ともあれ、また5分後に鳴るというのが仇なのである。これがもし一度鳴ったらもう二度と鳴らぬというのであれば、そのあまりのスリリングさにひょっとしたらきちんと起きられるようになるのかもしれないが、この場合にそのスリリングさというのはない。また鳴るから大丈夫と言いつづけた結果一時間が経過してしまい、結局慌てて跳ね起きるというのは上に書いたとおりで、実はここ数日続けて同じ過ちを繰り返していたりする。自らの学習能力のなさにびっくり脱帽である。つまり、安心を枕にして寝ているというわけだ。これでは全然目覚ましの意味をなしていないではないか。なんとかしなければ。しかしなんとする?考えろ。考えるんだ。地球の明日はお前の掌の中にあるのだぞ。う〜ぬぬぬぬ。
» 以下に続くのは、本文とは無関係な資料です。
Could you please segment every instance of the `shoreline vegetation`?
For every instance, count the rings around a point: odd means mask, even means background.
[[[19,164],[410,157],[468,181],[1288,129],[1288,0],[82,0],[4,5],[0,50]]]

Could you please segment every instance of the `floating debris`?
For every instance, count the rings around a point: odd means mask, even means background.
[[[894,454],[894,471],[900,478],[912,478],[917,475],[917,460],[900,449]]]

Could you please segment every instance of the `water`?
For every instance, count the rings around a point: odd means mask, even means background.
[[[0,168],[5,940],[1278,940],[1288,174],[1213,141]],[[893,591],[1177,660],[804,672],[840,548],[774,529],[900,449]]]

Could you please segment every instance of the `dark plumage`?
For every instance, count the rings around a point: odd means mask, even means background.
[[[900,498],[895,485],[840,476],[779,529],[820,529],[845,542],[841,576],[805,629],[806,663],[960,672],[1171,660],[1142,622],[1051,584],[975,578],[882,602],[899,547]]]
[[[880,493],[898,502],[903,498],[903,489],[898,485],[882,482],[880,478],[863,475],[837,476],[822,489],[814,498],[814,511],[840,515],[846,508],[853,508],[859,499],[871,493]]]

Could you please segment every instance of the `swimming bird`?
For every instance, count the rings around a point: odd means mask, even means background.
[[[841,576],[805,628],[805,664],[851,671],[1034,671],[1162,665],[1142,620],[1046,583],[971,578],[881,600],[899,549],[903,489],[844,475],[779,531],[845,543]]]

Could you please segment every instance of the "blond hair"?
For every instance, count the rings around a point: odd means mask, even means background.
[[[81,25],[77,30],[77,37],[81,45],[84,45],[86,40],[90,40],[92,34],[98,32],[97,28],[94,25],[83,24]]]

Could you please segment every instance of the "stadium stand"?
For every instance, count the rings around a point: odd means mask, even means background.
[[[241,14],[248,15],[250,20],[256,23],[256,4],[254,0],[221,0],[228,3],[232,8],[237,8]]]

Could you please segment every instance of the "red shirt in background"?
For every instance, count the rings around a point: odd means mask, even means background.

というわけで私は考えた。朝も昼も夜ものべつまくなしに考えた。その間仕事は滞りっぱなし。もうちょっと他に頭を使うべきこともあるような気もしないではなかったが、残念なことに私は近視であった。眼鏡なしでは車を運転しちゃいかんという人間なのである。こと自らに都合の悪い事に関してはほとんど盲目であるという素晴らしくご都合主義的な近視であったりもする。えへん。そんな奴の導き出す結論などというのはたかが知れているものだ。
 地球の明日などいらん。もっと寝かせろ。
 そして私は昨日も今日も明日も寝坊に悩まされるというわけだ。きっと10年後だって100年語だって悩んでいるに違いない。ああ、でもあったかいふとんってのはいいよなあ。ぬくぬく。
 ま、Webは仕事中にでも見りゃいいさ。